羊日記 もくじのような/ちょっとまえ/これよりさき

2003年06月23日(月) みてきたよ

マン・レイ展。
して長々と感想を綴っておったんですが、消えまし・た…
というわけで仕切り直し!


第一期も行けばよかったー
(第一声がそれか!)

マイ・アイドル★ウォーホル様(←言い過ぎ)の麗しい百合を持った姿が見れなかったのがまず残念でした!

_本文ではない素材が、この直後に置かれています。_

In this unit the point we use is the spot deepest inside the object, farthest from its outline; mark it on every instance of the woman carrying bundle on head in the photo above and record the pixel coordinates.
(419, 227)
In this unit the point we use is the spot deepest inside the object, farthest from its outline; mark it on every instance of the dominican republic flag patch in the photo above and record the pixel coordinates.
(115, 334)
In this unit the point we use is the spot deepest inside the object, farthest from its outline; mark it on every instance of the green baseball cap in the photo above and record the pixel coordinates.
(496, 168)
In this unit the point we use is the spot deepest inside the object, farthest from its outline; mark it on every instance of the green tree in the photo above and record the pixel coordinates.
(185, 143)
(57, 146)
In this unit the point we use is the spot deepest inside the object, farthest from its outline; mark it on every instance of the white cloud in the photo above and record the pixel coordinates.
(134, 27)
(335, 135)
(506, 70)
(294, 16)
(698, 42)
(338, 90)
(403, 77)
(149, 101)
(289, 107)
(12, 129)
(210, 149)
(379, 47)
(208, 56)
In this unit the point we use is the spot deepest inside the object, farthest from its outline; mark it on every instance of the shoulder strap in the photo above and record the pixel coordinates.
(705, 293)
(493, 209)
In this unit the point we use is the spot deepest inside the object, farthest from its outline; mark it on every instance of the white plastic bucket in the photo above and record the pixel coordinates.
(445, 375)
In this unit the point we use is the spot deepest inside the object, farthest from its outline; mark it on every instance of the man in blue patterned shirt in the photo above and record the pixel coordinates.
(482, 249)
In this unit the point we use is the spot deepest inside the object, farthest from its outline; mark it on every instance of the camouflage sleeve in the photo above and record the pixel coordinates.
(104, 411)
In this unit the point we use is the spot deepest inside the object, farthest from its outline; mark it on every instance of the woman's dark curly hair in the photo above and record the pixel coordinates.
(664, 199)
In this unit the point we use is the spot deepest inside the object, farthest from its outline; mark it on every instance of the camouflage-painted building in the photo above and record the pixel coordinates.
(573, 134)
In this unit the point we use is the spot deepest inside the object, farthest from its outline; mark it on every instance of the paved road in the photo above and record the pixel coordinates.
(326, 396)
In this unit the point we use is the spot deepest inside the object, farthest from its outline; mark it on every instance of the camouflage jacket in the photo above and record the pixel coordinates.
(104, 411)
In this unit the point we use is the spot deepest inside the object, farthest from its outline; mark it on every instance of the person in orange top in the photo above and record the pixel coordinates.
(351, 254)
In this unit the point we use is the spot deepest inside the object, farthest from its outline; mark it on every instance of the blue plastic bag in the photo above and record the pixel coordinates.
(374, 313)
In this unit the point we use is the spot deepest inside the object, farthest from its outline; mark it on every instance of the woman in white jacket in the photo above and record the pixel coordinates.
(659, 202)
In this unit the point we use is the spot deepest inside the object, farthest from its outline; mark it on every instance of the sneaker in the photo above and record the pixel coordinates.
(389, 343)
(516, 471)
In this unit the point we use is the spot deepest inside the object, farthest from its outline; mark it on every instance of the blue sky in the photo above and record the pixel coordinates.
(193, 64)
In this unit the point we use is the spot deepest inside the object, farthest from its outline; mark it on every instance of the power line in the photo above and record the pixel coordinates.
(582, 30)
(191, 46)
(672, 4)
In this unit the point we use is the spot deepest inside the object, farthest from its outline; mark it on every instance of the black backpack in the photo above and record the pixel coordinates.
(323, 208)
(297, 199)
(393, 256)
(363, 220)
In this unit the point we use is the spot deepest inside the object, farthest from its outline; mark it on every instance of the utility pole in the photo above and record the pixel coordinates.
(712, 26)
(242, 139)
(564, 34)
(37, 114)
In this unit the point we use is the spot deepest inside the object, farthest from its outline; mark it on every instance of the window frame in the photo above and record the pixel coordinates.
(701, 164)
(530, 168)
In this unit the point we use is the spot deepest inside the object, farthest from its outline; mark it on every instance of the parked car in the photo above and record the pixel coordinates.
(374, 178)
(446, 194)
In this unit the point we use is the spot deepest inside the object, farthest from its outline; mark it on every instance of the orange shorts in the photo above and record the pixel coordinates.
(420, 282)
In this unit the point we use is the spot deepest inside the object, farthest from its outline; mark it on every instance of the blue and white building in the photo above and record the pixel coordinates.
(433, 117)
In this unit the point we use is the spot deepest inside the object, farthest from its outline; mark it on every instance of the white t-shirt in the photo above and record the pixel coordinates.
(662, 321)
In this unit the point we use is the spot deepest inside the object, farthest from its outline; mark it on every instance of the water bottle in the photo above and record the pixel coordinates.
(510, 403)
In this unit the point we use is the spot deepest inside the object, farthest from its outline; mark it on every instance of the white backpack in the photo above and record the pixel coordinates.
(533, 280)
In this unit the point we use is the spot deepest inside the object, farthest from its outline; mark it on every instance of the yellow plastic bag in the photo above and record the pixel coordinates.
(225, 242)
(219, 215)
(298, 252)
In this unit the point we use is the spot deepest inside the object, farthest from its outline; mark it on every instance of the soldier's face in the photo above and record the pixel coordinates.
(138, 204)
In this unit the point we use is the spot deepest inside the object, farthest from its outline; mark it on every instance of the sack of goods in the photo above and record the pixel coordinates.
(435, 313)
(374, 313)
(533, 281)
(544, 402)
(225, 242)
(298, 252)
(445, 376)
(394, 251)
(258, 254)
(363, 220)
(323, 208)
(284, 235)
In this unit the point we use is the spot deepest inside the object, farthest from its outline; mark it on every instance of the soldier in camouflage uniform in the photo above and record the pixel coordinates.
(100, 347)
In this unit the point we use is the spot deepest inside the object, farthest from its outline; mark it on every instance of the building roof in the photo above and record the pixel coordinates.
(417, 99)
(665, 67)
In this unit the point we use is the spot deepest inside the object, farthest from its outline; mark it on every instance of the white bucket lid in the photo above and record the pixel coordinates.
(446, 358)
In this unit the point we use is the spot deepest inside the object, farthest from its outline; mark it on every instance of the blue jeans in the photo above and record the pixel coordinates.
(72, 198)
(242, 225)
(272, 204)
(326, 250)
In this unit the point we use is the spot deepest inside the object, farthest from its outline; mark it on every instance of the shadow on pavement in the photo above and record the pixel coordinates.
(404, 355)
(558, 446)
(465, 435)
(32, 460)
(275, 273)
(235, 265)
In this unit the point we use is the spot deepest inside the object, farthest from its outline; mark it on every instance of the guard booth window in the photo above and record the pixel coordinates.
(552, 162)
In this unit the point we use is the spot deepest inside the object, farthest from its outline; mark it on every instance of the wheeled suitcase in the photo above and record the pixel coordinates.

……冗談とも本気とも取れぬ叫びはさておき、(本気です)
点数多くておなかいっぱいですー!!!
ここの展示はいつもおなかいっぱいになる!(笑)
(ちなみに京都駅ビル内『えき』です。マン・レイ展は29日まで開催)

このひとがいたから現在の写真がというのはすごくわかる、
モード写真の一連などはかれがあれだけ逸脱したからこそのいまがあるのではないかと、それは好きで見てきたしいちばん感じたのかもしれないんだけど。
にも関らず写真自体の状況はなにもかわっていないんじゃあないかと。
むしろ写真の芸術性というのはどんどん必要ない方向に向かっていると思われる、とく日本の今の動きは、写真=スナップショットで携帯でもばんばん撮れるし。そこにフォルムの美しさや目新しい視点の発見などを求めている人はすくないのだとおもう、写真機だけの性能は凄く上がってるしね!というのは実は前日にあちこち素人人物写真サイト(いわゆるカメコサイトなんですけど)をまわっていて、データ上げて割ときっちり写真のサイトっぽくしてる男性カメラマンの作品群がいかに機種依存してとっているとかわかっちゃったりとかそういう…裏の事情もあったりするんだけど(笑えないわ)。でもそれはイラストレーションや絵画の分野においても同じなんだ…もちろん小説というジャンルでも。だけど、感傷的な言い方になってはいけないと思うのだけど、こうやってネットやらいろんなかたちでいろんなひとがなにかを表現していける時代になったというのはいいものだと思う。
淘汰もすさまじいとおもうのだけど。
だけどそれを前提としても、このまえもartの必要性なんかについて話していたりもしたんですが、綺麗なものとか魂を揺さぶられるものがなかったらわたしいきていけないと思っているので必要だし、そいうひとを沢山知っているのだけれどもたしかにたしかにそれを必要としないひとも多いのですよね。
写真展も絵の展覧会も沢山みていても娯楽というだけでおわりというひとはたくさんいるどころかみる必要なんかないと思っていて実際にみないで芸術なんてねえ、なんていうひとがたくさんいる。のもしってる。

でもたったいちまいの絵で写真で、ただ一瞬見ただけの風景だけでもそのひとの中のなにかが変質することなんかいくらでもあるし、たったひとことの誰かのことばがその後のそのひとの生き方そのものをかえちゃったりするのも自分の身を持って、人の生き死にを見てきて間違いなくあるってわかっちゃったんで、artを『芸術』という枠にとじこめるのではなく、淡々と(葛藤なんかは凄くあっただろう!それはジュリエットというひとりの女性のポートレイトを見ていたらわかる気がした…ほんとうはなにもわかっちゃいないのだと思うのだけど!)やりつづけたマン・レイというひとはひとりの人間としてすごいなあとおもってしまった。
芸術という枠から外へ出よう逸脱しようとしたデュシャンやウォーホルに愛情を持って接してたというのもプリントを見ていると凄く凄く共感できる。だっていっしょになにかできることはないかっていうことだもの。たまたまおなじときに近しいところにいて!

一方でこのひとの視点自体がとてもおもしろいのは写真自体に写りこんだフォルムや一種のフェティシズムを感じさせてしまうような題材やらテーマのとりかたで、ウッドマン夫妻なんかが最たるものだと思われんのですけど、いやあれ、今だったらなんともないようなことだけど時代性とか考えてみたらすごいことですよ!どうぞどうぞごらんあれ、そしてウッドマン夫妻が末永く幸福でありますようにと祈ってください!彼、この写真撮りながら『オレ天才!』と思っていたに違いない…ほんま下世話やけどそんなかんじ。好きだ!と思ってしまった。

してやっぱり一連の展示中、異色なのはジュリエットを撮った作品郡でした。
マン・レイ51歳、ジュリエット28歳という年齢の対比、時折窺われるダンサーとしての比類ない肉体を極力抑え抑えて撮ったようにしかみえてならないのは彼らの関係性故なのか。そこまで言っちゃうのはロマンティークに過ぎる?


てなわけでなんか思ったよりもがつんとやられちゃったようで、
情緒不安定気味になってしまいました(笑。
さっきも気がついたらだらだら泣いちゃってた。はは。



『Doggy,』2回目アップしましま。